Cons-Weight	Cons-Weight is the HSSP conservation weights, multiplied with 9.
Cryst-Cont	In this information '+' marks residues involved in crystal contacts.
Entropy	The HSSP entropy, multiplied with 9/ln(20).
Flips	This information indicates flipped Asn/Gln/His sidechain, 9=OK, 0=needs flipping.
H-Bonds	In this information 9 minus number of unsatisfied hydrogen bonds, an additional 1 is subtracted for a buried backbone nitrogen, 4 for buried sidechain.
Inout	It is absolute inside/outside distribution Z-score per residue, Z-scores in the range [4..2] are mapped to [0..9].
Nalign	This information contains number of alignments in the HSSP file on a logarithmic scale: calculate 10^((N-1)*0.25) to get an estimate (N is in [0..9]). The number on the right side is the average number of HSSP alignments per residue.
Nindel	It is sum of insertions and deletions, on the same logarithmic scale as Nalign. Again the number on the right is the non-logarithmic average over all residues.
Packing-1	First packing quality Z-score, Z-scores in the range [-5..+5] are mapped to [0..9].
Packing-2	This is Packing-2 download option. Second packing quality Z-score, Z-scores in the range [-3..+3] are mapped to [0..9].

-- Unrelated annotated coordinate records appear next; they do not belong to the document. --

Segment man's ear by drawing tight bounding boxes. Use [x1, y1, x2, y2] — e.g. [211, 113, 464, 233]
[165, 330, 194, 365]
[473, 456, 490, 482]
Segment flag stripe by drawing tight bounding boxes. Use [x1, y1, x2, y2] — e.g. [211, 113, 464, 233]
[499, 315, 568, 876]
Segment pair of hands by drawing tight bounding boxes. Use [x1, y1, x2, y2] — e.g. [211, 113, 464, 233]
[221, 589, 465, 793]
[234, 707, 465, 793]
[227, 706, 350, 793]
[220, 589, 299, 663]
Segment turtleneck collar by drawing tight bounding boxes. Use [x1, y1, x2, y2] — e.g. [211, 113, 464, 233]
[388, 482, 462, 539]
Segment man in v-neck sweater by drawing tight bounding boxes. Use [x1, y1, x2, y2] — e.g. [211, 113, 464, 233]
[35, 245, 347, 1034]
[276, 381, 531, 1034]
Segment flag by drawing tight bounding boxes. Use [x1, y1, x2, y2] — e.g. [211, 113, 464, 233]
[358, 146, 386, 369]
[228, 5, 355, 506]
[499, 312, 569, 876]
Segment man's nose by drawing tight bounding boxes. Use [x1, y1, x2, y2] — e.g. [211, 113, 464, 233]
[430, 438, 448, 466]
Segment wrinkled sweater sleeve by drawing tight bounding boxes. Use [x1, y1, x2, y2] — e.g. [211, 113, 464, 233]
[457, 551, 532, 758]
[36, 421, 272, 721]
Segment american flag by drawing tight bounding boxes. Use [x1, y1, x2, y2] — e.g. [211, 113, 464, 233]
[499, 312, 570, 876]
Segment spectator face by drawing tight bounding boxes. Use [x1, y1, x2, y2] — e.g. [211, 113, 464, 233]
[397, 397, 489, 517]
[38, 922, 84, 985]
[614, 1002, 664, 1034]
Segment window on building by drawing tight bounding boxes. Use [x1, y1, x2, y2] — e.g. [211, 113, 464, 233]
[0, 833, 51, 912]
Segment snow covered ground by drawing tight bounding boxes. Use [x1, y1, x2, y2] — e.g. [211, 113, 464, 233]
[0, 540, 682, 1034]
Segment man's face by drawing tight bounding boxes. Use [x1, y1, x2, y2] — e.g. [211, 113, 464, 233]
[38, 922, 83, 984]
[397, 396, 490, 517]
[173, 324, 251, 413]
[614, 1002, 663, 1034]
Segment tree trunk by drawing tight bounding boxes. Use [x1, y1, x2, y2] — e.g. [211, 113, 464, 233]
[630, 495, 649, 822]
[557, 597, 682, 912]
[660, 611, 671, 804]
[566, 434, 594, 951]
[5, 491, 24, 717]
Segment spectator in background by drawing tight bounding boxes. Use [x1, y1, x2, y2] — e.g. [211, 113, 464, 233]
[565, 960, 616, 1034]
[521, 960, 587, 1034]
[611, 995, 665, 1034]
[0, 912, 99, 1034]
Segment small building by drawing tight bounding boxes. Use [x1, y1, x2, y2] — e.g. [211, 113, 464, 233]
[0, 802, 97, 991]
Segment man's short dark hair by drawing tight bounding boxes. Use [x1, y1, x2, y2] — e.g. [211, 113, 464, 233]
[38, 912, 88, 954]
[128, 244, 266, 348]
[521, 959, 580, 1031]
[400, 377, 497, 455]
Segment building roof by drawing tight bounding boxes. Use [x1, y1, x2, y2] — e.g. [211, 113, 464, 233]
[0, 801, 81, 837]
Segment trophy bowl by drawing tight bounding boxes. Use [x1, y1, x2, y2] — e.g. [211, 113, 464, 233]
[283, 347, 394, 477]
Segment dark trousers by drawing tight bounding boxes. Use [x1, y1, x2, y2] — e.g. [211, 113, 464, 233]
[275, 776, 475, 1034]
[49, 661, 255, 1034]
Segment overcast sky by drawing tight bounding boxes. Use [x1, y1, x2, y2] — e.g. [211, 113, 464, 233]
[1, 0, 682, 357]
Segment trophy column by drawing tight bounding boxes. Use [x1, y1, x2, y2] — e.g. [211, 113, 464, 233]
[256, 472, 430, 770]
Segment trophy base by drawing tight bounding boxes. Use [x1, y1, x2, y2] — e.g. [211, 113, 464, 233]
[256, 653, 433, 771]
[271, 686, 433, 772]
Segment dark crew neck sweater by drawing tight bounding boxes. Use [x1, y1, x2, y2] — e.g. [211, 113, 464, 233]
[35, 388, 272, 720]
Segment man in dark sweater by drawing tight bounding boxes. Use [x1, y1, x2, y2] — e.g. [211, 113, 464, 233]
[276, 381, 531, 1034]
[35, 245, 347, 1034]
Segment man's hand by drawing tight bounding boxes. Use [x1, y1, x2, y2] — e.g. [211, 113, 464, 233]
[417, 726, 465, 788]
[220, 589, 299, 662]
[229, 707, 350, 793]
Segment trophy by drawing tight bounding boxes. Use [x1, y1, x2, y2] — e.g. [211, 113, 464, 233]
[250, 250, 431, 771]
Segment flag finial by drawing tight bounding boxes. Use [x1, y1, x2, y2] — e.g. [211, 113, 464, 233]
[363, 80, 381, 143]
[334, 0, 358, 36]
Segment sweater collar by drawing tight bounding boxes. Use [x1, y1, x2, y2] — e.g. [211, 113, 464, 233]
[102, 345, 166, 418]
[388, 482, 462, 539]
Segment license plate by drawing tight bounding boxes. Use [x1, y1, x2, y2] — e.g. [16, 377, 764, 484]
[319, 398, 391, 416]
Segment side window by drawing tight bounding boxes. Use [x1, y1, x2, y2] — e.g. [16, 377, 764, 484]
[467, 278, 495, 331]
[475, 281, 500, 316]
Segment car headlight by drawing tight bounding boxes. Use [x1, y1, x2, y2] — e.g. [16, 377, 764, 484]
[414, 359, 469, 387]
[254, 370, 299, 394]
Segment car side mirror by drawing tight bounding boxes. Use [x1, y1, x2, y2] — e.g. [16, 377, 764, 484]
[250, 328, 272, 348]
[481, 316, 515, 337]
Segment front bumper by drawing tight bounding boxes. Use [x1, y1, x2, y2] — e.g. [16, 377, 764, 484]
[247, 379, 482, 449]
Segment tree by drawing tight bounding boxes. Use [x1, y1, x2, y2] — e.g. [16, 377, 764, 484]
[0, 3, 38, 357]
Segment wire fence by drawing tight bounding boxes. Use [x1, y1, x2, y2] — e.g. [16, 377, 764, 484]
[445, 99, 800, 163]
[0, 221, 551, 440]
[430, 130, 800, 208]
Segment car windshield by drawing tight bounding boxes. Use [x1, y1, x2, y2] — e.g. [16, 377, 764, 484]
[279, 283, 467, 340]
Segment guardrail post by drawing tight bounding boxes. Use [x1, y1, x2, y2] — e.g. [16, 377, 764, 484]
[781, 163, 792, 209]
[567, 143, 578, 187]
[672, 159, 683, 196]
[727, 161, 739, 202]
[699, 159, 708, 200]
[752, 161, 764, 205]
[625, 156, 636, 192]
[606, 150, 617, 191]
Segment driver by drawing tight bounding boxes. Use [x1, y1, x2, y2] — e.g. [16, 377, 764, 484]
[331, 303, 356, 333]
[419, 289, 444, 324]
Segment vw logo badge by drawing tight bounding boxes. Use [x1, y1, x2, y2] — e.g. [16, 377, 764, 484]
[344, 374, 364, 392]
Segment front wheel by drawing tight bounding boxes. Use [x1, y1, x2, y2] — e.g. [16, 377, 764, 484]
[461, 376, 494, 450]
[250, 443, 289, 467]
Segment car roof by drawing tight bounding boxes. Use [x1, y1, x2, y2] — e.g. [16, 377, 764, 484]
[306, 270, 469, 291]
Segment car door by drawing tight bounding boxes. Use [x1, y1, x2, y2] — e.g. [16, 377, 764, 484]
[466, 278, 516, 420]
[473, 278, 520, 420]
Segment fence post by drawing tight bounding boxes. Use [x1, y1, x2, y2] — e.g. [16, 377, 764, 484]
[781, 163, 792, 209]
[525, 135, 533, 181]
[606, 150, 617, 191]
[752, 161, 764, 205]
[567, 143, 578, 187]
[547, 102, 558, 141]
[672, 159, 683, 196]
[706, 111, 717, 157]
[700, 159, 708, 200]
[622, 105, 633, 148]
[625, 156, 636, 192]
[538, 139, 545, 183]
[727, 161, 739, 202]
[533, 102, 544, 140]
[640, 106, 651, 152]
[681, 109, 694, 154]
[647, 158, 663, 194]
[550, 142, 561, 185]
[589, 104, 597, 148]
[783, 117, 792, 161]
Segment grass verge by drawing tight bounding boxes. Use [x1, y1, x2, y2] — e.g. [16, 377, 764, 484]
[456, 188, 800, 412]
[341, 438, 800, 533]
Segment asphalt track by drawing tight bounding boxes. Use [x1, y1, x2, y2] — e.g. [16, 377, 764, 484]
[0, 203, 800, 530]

Peptide-Pl	In this information, RMS distance of the backbone oxygen from the oxygen in similar backbone conformations found in the database, distances in the range [3..1] are mapped to [0..9]. If less than 10 hits are found, there are not sufficient data to perform the following two checks.
Phi/Psi	Ramachandran Z-score per residue, Z-Scores in the range [-4..+4] are mapped to [0..9].
Planarity	Z-score for the planarity of the residue sidechain, Z-Scores in the range [6..2] are mapped to [0..9]. Residues without planar side-chains score '9'.
Present	This allows to download Present information. It is 9 minus the number of missing atoms per residue.
Rotamer	Probability that the sidechain rotamer (chi-1 only) is correct, probabilities in the range [0.1 .. 0.9] are mapped to [0..9]. Gly, Ala and Pro always score '9'.
Torsions	Average Z-score of the torsion angles per residue, Z-Scores in the range [-3..+3] are mapped to [0..9].
Chi-1/chi-2	Z-score for the sidechain chi-1/chi-2 combination, Z-scores in the range [-4..+4] are mapped to [0..9]. Residues with only <=1 side-chain torsion angle score '9'.